そこでも、処置室に入ったまま、何時間も時間が過ぎて、やっと会えた時には、保育器の中にいた。
人相が変わるほど、全身がぱんぱんにむくんで、口には人工呼吸器挿管。手足に点滴。オキシメーター。心電図。
着ていた洋服は脱がされて、おむつだけ。
先生の説明。「ここに着いた時は、呼吸も止まってた。血糖も1になっていた。」
人工呼吸器も1分間に75回動かさないとだめだった。危険な状態。
「死んじゃうかもしれないんですか?」「そうなるかもしれないですね。」
乳児室という、付き添うことが出来ない、24時間体制で、看護婦さんがつきっきりでみてくれる部屋にいた。
泣く泣く置いて帰った。家に戻ると、かほのいない空のベビーベット。かほのにおいがする布団。鼻を押し付けて、クンクン。「かほ、ごめんね。ごめんね。」
毎日毎日、面会に行った。電車3本、バス1本乗り継いで、面会時間ずーっと傍にいた。保育器の丸い窓から手を入れて、ずーっと握ってた。
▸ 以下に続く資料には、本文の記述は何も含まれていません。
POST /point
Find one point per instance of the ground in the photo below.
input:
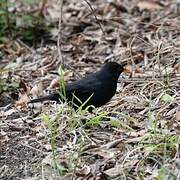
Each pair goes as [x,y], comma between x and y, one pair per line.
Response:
[135,135]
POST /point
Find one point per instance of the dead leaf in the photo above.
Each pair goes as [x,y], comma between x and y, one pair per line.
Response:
[54,84]
[22,101]
[148,5]
[177,117]
[84,171]
[36,90]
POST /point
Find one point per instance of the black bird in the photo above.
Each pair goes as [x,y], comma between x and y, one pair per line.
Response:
[95,89]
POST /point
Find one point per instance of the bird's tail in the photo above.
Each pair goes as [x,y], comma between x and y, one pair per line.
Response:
[51,97]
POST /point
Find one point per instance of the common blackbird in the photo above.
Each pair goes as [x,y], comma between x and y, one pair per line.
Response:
[96,89]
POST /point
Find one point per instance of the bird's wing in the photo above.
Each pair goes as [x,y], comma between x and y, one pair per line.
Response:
[84,87]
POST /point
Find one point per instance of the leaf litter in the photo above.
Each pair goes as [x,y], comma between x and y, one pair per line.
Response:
[138,134]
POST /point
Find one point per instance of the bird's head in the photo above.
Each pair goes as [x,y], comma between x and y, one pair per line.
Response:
[113,69]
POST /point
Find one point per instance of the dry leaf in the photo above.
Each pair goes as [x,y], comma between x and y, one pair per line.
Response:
[22,101]
[177,117]
[148,5]
[83,171]
[54,84]
[36,90]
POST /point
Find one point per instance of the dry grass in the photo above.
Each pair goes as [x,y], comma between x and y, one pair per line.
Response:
[134,136]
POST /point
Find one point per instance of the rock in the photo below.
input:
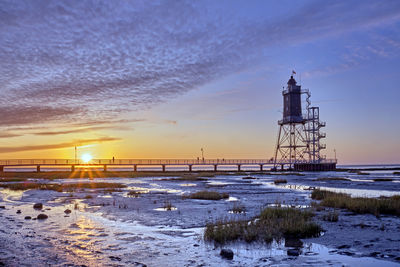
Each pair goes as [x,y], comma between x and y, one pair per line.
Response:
[293,252]
[226,253]
[67,211]
[293,242]
[38,206]
[42,216]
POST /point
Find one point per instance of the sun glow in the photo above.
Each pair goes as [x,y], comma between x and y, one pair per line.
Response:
[86,158]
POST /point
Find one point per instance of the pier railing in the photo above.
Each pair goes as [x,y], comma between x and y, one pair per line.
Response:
[16,162]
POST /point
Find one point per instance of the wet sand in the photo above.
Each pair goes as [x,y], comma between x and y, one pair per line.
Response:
[113,229]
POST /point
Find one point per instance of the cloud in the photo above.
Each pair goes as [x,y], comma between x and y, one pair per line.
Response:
[81,142]
[8,135]
[82,130]
[97,63]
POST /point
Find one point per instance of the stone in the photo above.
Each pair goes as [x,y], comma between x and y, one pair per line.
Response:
[42,216]
[67,211]
[38,206]
[226,253]
[293,252]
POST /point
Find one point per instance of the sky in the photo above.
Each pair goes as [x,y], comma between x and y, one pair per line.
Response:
[163,79]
生まれてから、ずーっと入院してて、やっと家に帰ってきたかと思ったら、また入院。抱っこも出来ない。
たった8日間、一緒に過ごしただけ。わたしのこと、ママだってわからなくならないか心配で、ずーっと握ってた。今でも、手を握ると安心したように落ち着くのは、このためかなぁ。
次の日も次の日も、危険な状態。6日目、人工呼吸器が1分間に60回に減った。一週間目やっと「峠は越えました。今すぐ、死んじゃうってことは乗り越えました。」
その後、日に日に人工呼吸器の回数が減ってきた。1分間に40回。30回。20回。10回。
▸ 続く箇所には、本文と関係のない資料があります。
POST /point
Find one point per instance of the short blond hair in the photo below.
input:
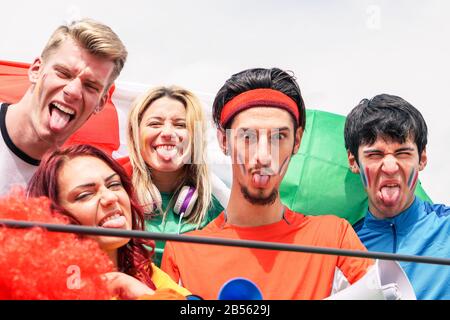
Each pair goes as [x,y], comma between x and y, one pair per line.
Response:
[97,38]
[196,173]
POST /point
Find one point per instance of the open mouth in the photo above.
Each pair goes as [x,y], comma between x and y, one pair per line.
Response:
[260,180]
[166,151]
[390,193]
[113,220]
[60,116]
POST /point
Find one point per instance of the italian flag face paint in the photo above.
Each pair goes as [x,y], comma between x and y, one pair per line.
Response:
[413,179]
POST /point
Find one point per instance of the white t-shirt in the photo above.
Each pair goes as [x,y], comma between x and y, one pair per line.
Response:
[16,168]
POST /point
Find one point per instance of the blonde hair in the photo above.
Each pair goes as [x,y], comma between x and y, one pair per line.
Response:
[97,38]
[196,172]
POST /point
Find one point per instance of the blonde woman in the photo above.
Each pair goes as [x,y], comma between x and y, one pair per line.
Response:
[167,162]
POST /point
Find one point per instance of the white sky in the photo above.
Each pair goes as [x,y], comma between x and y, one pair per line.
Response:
[341,51]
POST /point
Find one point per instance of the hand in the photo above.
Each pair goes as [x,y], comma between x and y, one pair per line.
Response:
[126,287]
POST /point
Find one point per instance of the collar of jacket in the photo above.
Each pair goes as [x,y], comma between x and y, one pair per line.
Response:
[402,222]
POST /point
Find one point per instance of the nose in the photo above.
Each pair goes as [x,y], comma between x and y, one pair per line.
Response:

Mチューブからのミルクの注入も始まった。日に日に、ミルクの1回量もふえてきた。
点滴の量も減ってきた。
13日目、人工呼吸器電源OFF。14日目、抜管。
顔だけ、透明の箱に覆われて、その箱に酸素が流してあった。
15日目、点滴が一箇所になった。
16日目、保育器からベットに移った。目をぱちくりして、機嫌もよかった。